Their amphipathic nature enables bile acids to carry out two important functions:
- Emulsification of lipid aggregates: Bile acids have detergent action
on particles of dietary fat which causes fat globules to break down or be
emulsified into minute, microscopic droplets. Emulsification is not digestion
per se, but is of importance because it greatly increases the surface area of
fat, making it available for digestion by lipases, which cannot access the
inside of lipid droplets.
- Solubilization and transport of lipids in an aqueous environment:
Bile acids are lipid carriers and are able to solubilize many lipids by forming
micelles - aggregates of lipids such as fatty acids, cholesterol and
monoglycerides - that remain suspended in water. Bile acids are also critical
for transport and absorption of the
fat-soluble vitamins.
Role of Bile Acids in Cholesterol Homeostasis
Hepatic synthesis of bile acids accounts for the majority of cholesterol
breakdown in the body. In humans, roughly 500 mg of cholesterol are converted to
bile acids and eliminated in bile every day. This route for elimination of excess
cholesterol is probably important in all animals, but particularly in situations of
massive cholesterol ingestion.
Interestingly, it has recently been demonstrated that
bile acids participate in cholesterol metabolism by functioning as hormones that
alter the transcription of the rate-limiting enzyme in cholesterol biosynthesis.

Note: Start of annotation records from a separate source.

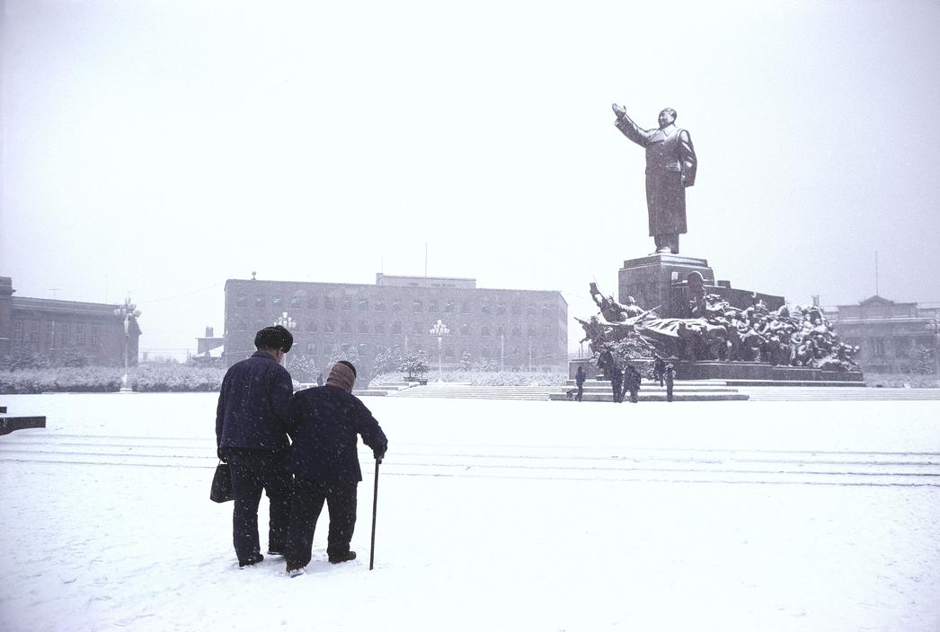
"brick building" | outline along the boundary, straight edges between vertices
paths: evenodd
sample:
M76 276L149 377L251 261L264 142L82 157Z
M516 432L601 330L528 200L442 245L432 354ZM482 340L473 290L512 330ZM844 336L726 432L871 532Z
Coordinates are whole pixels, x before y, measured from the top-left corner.
M120 307L107 303L16 297L10 277L0 277L0 359L24 350L52 361L80 356L95 364L124 363ZM140 328L132 320L128 359L137 363Z
M255 332L285 313L297 324L293 357L325 364L354 346L368 364L383 350L422 349L437 365L437 320L450 330L443 364L473 362L563 370L568 303L557 291L488 289L476 279L377 274L375 285L229 279L226 282L227 365L254 350ZM290 358L289 358L289 362Z
M842 342L861 347L856 362L866 373L910 373L930 350L932 372L940 361L940 308L918 307L872 296L857 305L826 311Z

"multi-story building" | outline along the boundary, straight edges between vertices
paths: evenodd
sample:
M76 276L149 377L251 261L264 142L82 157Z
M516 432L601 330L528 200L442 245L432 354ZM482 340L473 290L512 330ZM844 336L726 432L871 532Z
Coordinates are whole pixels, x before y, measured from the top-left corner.
M226 282L227 363L250 356L255 332L291 319L291 355L325 364L355 347L368 364L382 351L421 349L431 366L475 362L561 370L568 303L558 291L488 289L476 279L377 274L375 285L229 279ZM431 329L449 330L438 358ZM290 362L290 359L289 359Z
M940 308L875 295L857 305L827 310L826 318L842 342L861 348L855 360L866 373L938 370Z
M95 364L124 363L120 305L15 297L13 282L0 277L0 358L29 351L60 361L81 357ZM137 363L140 328L128 329L128 362Z

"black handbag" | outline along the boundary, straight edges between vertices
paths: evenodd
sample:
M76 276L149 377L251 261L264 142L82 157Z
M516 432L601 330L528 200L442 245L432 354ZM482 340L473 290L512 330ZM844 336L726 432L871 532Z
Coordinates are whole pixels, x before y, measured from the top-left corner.
M212 474L212 490L209 492L209 500L212 502L227 502L234 499L231 470L227 463L219 461L215 466L215 473Z

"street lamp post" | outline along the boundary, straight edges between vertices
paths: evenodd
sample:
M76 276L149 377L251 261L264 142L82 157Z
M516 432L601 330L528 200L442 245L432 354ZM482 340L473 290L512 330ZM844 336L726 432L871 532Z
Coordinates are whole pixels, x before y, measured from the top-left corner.
M281 312L281 315L277 316L277 320L274 321L275 325L280 325L288 331L290 331L293 335L293 331L297 327L297 321L293 319L293 316L289 316L287 312ZM284 354L284 368L288 367L288 356Z
M130 342L130 324L131 318L136 320L140 317L140 310L137 306L131 302L131 297L124 299L124 304L115 308L115 316L120 316L124 321L124 377L121 378L121 393L133 393L133 389L127 385L127 374L128 374L128 359L127 359L127 347Z
M431 328L431 333L437 336L437 380L444 381L444 336L450 333L447 326L440 319Z

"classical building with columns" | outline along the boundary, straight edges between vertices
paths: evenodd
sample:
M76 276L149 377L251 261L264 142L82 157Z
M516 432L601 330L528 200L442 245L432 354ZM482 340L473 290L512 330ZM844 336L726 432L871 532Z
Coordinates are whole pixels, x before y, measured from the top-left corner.
M376 274L374 285L229 279L226 282L226 363L250 356L255 332L290 318L290 355L324 363L355 347L365 362L398 347L438 362L438 320L449 330L442 364L467 357L506 370L563 370L568 303L556 290L477 287L476 279ZM290 361L289 361L290 362Z
M13 281L0 276L0 359L24 350L53 362L80 356L94 364L124 363L120 305L13 296ZM128 362L137 364L140 328L129 323Z

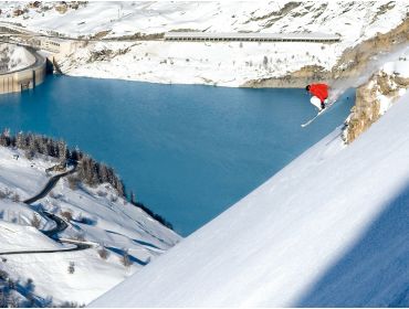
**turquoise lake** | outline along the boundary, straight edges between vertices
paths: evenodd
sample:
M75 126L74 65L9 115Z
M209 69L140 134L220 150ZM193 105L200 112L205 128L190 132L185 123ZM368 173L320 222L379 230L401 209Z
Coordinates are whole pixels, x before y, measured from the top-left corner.
M350 89L302 128L316 114L304 89L49 76L0 95L0 126L78 146L187 236L340 126L354 100Z

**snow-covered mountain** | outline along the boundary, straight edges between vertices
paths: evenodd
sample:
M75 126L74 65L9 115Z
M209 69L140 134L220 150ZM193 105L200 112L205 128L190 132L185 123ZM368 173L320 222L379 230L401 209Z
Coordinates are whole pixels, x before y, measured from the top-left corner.
M92 306L408 306L408 115L335 130Z
M86 305L180 241L107 183L73 190L63 178L45 198L30 206L23 203L43 189L50 180L45 169L56 163L39 154L29 160L21 150L0 147L0 305ZM24 254L76 247L40 232L60 228L44 211L67 225L55 233L57 238L85 241L91 247ZM14 288L4 300L3 285L10 283Z
M86 46L59 60L75 76L133 81L240 86L284 76L305 66L331 71L342 55L365 40L388 33L407 19L406 1L157 1L43 2L2 4L0 21L19 23L48 35L91 38ZM20 8L22 14L13 17ZM340 42L164 42L167 31L323 32ZM156 38L156 36L153 36ZM106 39L127 40L107 41ZM381 46L381 43L379 44ZM376 52L376 51L374 51ZM266 60L265 60L266 58ZM127 65L124 66L123 63Z

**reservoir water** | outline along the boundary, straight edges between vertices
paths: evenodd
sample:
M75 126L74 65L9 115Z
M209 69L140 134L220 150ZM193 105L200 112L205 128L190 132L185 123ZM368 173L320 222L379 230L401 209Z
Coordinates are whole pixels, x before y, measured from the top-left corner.
M354 99L301 128L316 114L304 89L50 76L0 96L0 127L78 146L186 236L342 125Z

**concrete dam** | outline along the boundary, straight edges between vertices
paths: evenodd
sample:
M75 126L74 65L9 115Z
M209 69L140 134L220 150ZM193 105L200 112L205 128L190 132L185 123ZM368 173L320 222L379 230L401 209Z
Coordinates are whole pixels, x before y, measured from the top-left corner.
M46 57L32 49L28 51L35 57L35 62L27 67L0 74L0 94L20 93L34 88L44 82L46 75Z

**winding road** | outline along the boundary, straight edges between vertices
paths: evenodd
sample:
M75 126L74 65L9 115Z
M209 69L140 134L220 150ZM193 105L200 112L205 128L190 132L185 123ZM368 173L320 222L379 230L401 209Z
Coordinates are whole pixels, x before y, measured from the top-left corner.
M40 199L43 199L46 196L46 194L50 193L51 190L55 187L55 184L59 182L59 180L63 177L66 177L71 173L74 173L76 171L76 166L64 173L57 174L52 177L48 183L44 185L44 188L34 196L23 201L25 204L31 206L32 203L36 202ZM18 255L18 254L45 254L45 253L64 253L64 252L76 252L76 251L84 251L93 247L93 244L86 243L86 242L77 242L77 241L70 241L70 239L61 239L59 238L57 234L65 231L69 227L69 223L61 219L60 216L49 213L49 212L42 212L43 215L45 215L48 219L55 222L55 227L49 231L41 231L44 235L48 237L59 242L59 243L69 243L74 245L74 247L69 248L62 248L62 249L39 249L39 251L15 251L15 252L0 252L0 255Z

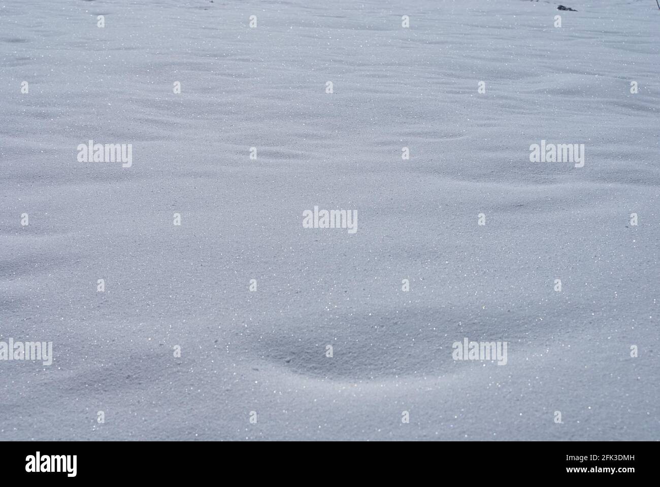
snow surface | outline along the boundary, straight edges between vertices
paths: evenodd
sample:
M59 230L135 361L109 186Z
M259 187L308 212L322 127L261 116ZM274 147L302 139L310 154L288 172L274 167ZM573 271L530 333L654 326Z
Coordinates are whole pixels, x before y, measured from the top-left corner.
M1 2L0 439L657 439L660 11L559 3Z

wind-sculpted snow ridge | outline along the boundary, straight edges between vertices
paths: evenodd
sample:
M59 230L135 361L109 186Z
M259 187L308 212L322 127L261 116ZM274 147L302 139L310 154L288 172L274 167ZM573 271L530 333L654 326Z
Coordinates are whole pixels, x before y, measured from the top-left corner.
M0 440L657 439L660 12L566 1L3 2Z

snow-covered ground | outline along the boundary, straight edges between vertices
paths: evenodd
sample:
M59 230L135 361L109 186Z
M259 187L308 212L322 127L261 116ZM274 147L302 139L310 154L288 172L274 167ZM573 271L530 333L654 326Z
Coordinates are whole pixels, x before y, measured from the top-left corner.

Enterohepatic Recirculation
Large amounts of bile acids are secreted into the intestine every day, but only
relatively small quantities are lost from the body. This is because approximately
95% of the bile acids delivered to the duodenum are absorbed back into blood within
the ileum.
Venous blood from the ileum goes straight into the portal vein, and hence through
the sinusoids of the liver. Hepatocytes extract bile acids very efficiently from
sinusoidal blood, and little escapes the healthy liver into systemic circulation.
Bile acids are then transported across the hepatocytes to be resecreted into
canaliculi. The net effect of this enterohepatic recirculation is that each bile
salt molecule is reused about 20 times, often two or three times during a single
digestive phase.
It should be noted that liver disease can dramatically alter this pattern of
recirculation - for instance, sick hepatocytes have decreased ability to extract
bile acids from portal blood and damage to the canalicular system can result in
escape of bile acids into the systemic circulation. Assay of systemic levels of bile
acids is used clinically as a sensitive indicator of hepatic disease.
Pattern and Control of Bile Secretion
The flow of bile is lowest during fasting, and a majority of that is diverted
into the gallbladder for concentration. When chyme from an ingested meal enters the
small intestine, acid and partially digested fats and proteins stimulate secretion
of cholecystokinin and secretin. As discussed previously, these
enteric hormones have important effects on pancreatic exocrine secretion. They
are both also important for secretion and flow of bile:
- Cholecystokinin: The name of this hormone describes its effect on the
biliary system - cholecysto = gallbladder and kinin = movement. The most potent
stimulus for release of cholecystokinin is the presence of fat in the duodenum.
Once released, it stimulates contractions of the gallbladder and common bile
duct, resulting in delivery of bile into the gut.
- Secretin: This hormone is secreted in response to acid in the
duodenum. Its effect on the biliary system is very similar to what was seen in
the pancreas - it simulates biliary duct cells to secrete bicarbonate and water,
which expands the volume of bile and increases its flow out into the intestine.
The processes of gallbladder filling and emptying described here
can be visualized using an imaging technique called scintography. This procedure
is utilized as a diagnostic aid in certain types of hepatobiliary disease.